Paul Delforge – Diffusion Institut Destrée - Sofam

Stèle et bas-relief Léon RINQUET

Stèle et bas-relief Léon Rinquet, 1984
Réalisé par G. Leven
 

Stèle et bas-relief Léon Rinquet – © Photo Paul Delforge – Diffusion Institut Destrée © Sofam

Située le long du chemin du Grand Biseû, à Hockai, face au cimetière, une stèle dédiée à Léon Rinquet, surnommé le Négus, rend hommage à une personnalité atypique des Hautes Fagnes. Le bas-relief a été réalisé en 1984, par G. Leven.

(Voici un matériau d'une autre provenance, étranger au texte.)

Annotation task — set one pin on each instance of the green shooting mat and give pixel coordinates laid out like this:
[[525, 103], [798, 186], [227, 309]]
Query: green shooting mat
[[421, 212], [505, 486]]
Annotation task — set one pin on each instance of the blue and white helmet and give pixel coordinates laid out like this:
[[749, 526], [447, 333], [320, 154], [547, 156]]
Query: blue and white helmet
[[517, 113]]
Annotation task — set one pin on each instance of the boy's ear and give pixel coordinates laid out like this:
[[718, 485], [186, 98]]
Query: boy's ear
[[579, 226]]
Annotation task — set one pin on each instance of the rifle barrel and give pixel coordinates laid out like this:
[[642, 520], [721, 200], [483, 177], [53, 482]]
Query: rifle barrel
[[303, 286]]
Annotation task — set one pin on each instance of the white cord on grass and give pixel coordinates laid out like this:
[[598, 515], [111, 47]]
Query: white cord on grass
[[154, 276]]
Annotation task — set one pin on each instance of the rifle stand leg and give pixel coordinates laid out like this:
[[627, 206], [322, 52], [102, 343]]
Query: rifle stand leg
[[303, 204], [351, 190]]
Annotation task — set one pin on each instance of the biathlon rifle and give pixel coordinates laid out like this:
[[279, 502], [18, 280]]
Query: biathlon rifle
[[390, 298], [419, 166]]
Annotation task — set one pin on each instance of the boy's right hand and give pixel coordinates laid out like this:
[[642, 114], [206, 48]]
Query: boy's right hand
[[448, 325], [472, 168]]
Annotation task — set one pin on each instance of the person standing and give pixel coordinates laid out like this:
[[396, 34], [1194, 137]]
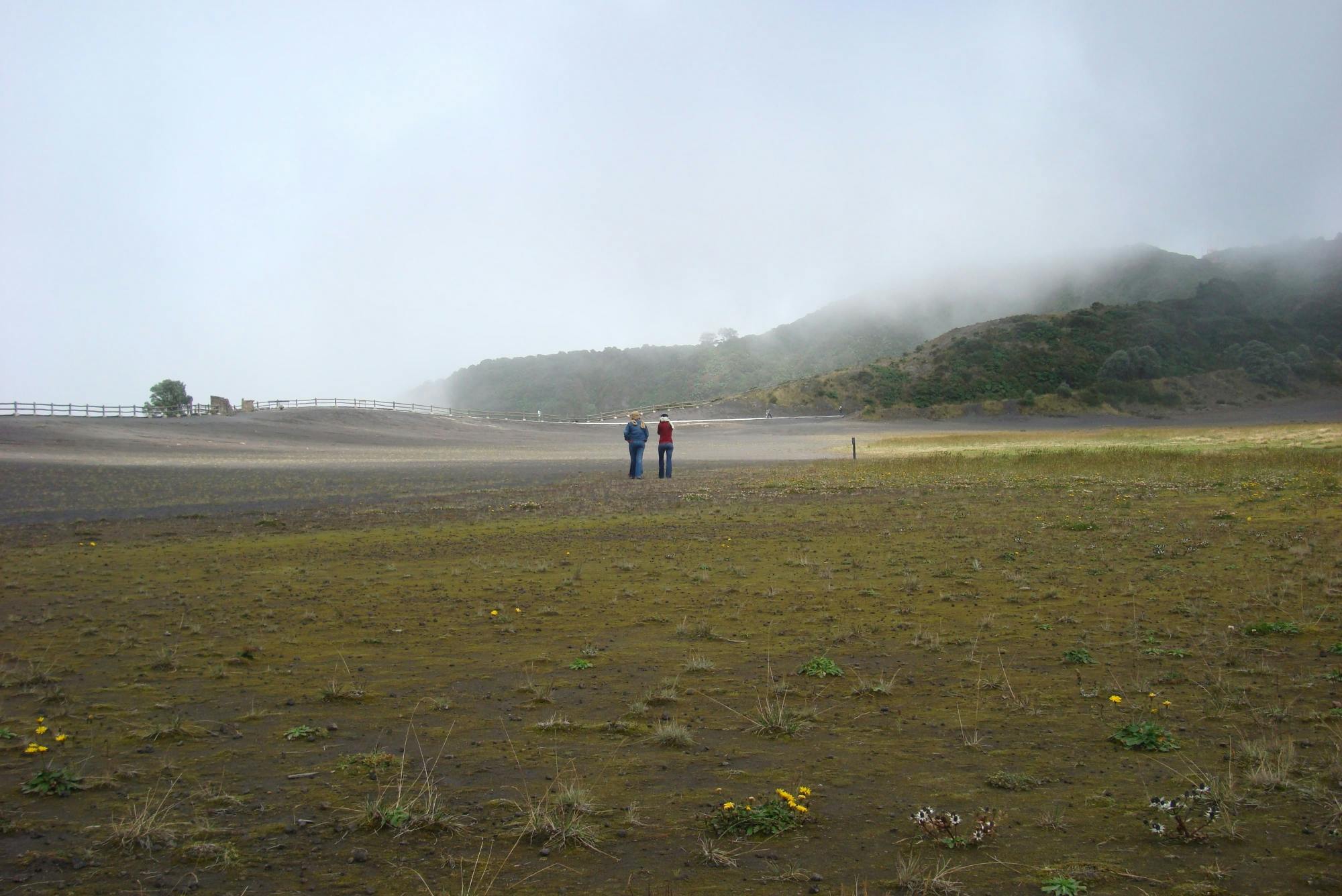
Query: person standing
[[637, 434], [665, 446]]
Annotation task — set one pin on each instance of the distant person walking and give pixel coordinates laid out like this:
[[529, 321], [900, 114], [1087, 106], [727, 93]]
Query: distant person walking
[[637, 434], [665, 446]]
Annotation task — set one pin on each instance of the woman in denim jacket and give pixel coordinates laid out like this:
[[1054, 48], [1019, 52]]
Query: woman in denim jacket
[[637, 434]]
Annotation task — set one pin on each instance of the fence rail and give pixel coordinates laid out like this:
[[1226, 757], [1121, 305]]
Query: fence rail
[[57, 410]]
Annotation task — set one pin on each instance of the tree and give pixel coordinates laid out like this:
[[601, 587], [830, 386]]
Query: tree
[[170, 395]]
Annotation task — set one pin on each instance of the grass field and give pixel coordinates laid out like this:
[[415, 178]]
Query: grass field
[[558, 689]]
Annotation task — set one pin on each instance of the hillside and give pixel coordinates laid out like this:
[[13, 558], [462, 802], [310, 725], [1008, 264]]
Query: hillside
[[842, 335], [1274, 315]]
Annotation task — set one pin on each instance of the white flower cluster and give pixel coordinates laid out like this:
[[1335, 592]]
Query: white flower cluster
[[1192, 811]]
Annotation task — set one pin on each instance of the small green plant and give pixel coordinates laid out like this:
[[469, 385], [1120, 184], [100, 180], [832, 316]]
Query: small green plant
[[672, 734], [1273, 628], [1178, 653], [776, 815], [301, 732], [819, 667], [1013, 781], [1144, 736], [53, 783]]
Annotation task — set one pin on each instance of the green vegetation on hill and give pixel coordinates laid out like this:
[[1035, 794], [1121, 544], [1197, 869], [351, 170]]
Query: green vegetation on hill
[[1143, 312], [842, 335], [1106, 353], [584, 383]]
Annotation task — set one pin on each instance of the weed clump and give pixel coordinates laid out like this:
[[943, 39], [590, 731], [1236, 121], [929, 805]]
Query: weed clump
[[819, 667], [776, 815], [1192, 812], [53, 783], [945, 827], [1013, 781], [1144, 736]]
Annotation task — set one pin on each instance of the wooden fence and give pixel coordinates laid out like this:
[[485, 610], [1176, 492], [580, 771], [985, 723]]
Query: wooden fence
[[56, 410]]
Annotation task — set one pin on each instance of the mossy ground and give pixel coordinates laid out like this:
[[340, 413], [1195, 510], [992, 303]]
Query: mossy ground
[[176, 654]]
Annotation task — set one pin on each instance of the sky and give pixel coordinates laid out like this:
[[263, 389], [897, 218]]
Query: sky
[[278, 201]]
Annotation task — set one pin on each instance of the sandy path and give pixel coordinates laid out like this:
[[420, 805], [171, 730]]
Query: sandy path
[[58, 469]]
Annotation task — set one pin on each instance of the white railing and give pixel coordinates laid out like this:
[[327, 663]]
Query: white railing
[[57, 410]]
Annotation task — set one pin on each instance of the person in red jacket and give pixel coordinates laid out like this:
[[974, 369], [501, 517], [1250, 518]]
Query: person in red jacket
[[665, 447]]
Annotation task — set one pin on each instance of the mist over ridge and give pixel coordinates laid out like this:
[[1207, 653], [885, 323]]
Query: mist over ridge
[[872, 327]]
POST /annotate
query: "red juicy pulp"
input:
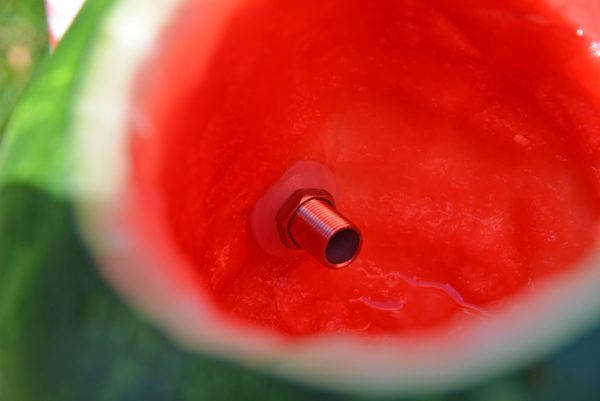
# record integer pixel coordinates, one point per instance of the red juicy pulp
(463, 136)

Docteur en Sciences physiques et mathématiques, Léon Rinquet (Liège 1891 – Xhoffraix 1974) est un professeur de mathématiques qui enseigne dans un athénée du Namurois lorsqu’il perd sa mère à l’entame des années 1930. Cette disparition le rend inconsolable, d’autant qu’il nourrit un profond ressentiment à l’égard du Ministère de l’Instruction publique qui, par une mutation, l’a éloigné de sa mère et l’a empêché de s’en occuper comme il le souhaitait. Fâché avec le monde qui l’entoure, Rinquet abandonne son métier et sa maison ; il a décidé de rechercher la solitude dans les Fagnes. En 1935, il arrive à Xhoffraix où il souhaite ouvrir un refuge pour les « vrais fagnards » et choisit d’acheter quatre hectares de landes et de l’installer sur « le Fraineu », entre la route de Hockai et le ru des « Trôs Marêts » d’où le panorama est inégalable.

En quelques mois, et malgré l’opposition des Amis de la Fagne qui craignaient la multiplication de tels projets, Rinquet construit une imposante cabane en bois, au toit de chaume, capable d’accueillir plusieurs hôtes, dans des conditions de vie consciemment « spartiates ». Le mauvais sort devait cependant s’acharner sur Rinquet : le 26 août 1937, la foudre s’abattait sur sa construction et la transformait en torchère, ruinant ses espoirs comme ses ressources. Néanmoins, il se remit à l’ouvrage et une cabane plus modeste était accessible quand survinrent les hostilités de la Seconde Guerre mondiale. Prise pour cible par les Allemands opérant des manœuvres dans les territoires annexés, la cabane de Rinquet ne résiste pas. Rinquet est contraint de trouver refuge à Hockai. Après la Libération, délivrant des cours particuliers dans la région, Rinquet reconstruit un troisième abri, bien différent des deux premiers, car aménagé dans le sol et finalement à son seul usage. C’est la neige cette fois qui a raison de la résistance du toit… Surnommé le Négus notamment en raison de son faciès, Rinquet réintègre progressivement la société et fait partie intégrante de la communauté villageoise de Xhoffraix. Son itinéraire atypique a fait l’objet de diverses légendes et les médias se sont intéressés à son histoire.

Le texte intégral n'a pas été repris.